Rawlings has come under fire from Dallas’ LGBT community for refusing to sign the pledge — and for some of the language he has used to explain his rationale to the media, including repeated statements by the mayor that the issue is “irrelevant” for the city. On Friday night, about 100 people gathered outside City Hall for a protest to call on Rawlings to sign the pledge.
“I”m not trying to say it’s not a big issue because I understand that it is,” Rawlings said at the outset of Saturday’s meeting.
“If the city had the right to marry you, I would vote yes,” Rawlings told the group. “But in this case I chose to step back from the symbolism — because that’s what it was — and not get into that fray.”
In retrospect, Rawlings said, his decision not to sign the pledge may have been the right one and may have been the wrong one. But either way, he said he takes ownership for it. The mayor also said his biggest mistake was not calling Cece Cox, executive director and CEO of Resource Center Dallas, to discuss the issue before deciding whether to sign.
Cox, who initiated Saturday’s meeting, said afterward she was glad the community got to have an open discussion with the mayor about the issue. Cox said although it would be “incredibly powerful” for Rawlings to sign the pledge, she’s not counting on it.
“Even if he doesn’t sign the pledge, we still have business to take care of, so we have to find a way to move forward,” Cox said.
Patti Fink, president of the Dallas Gay and Lesbian Alliance, said after the meeting that “dialogue is always good.” But Fink added: “I think the proof’s in the pudding. We’ll see what happens going forward. I think he needs a lot of education.”
Daniel Cates of GetEQUAL, who organized Friday night’s rally, said his group will continue to pressure the mayor to sign the pledge.
“I think it was more double-talk,” Cates said of Rawlings’ comments during the meeting. Cates said he’s encouraging people to speak about the matter at the regular City Council meeting next Wednesday, Feb. 8.
Does anyone know what time Wednesday morning the demonstration will be?
1.) First, it is NOT a pledge; it is a Statement in support of marriage equality.
2.) Second, Rawlings needs to tell us what part of the Statement he doesn’t agree with. More importantly, he should issue a press release that contains his views and the language that he DOES agree with.
3.) Thirds, nobody is asking Rawlings to “vote yes,” but we are demanding that he step into the fray. As Martin Luther King, Jr. said, “In the end, we will remember not the words of our enemies, but the silence of our friends.”

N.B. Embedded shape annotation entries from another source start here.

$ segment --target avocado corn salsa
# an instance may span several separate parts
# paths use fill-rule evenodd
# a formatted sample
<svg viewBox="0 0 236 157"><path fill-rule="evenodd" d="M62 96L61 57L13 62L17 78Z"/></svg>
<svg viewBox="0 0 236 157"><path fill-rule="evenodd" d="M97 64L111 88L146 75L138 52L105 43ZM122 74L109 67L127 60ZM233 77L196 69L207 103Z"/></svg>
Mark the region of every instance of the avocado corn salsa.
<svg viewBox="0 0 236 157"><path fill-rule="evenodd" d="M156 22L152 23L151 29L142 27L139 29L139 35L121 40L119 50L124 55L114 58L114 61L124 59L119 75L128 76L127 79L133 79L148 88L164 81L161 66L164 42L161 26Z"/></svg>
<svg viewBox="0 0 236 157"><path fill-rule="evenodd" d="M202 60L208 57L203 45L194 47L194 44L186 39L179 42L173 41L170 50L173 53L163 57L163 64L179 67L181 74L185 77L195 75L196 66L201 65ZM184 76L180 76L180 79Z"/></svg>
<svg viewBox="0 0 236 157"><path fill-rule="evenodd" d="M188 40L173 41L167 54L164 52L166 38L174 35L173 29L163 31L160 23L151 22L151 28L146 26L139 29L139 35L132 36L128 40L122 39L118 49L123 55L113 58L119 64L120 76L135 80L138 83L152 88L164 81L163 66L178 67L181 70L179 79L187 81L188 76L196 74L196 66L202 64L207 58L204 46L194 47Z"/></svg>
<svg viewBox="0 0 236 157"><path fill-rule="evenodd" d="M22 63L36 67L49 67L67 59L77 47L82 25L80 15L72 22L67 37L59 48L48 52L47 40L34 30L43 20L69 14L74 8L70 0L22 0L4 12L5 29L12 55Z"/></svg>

4.) Fourth, over 100 U.S. Mayors have signed their names to the Freedom to Marry Statement (below). Rawlings shows how far out of step he is by failing to stand tall with those seeking equality for all.
Mayors for the Freedom to Marry Statement
As mayors of great American cities, we proudly stand together in support of the freedom of same-sex couples to marry. We personally know many gay and lesbian people living in our cities who are in committed, loving relationships, who are active participants in the civic life of our communities, and who deserve to be able to marry the person with whom they share their life.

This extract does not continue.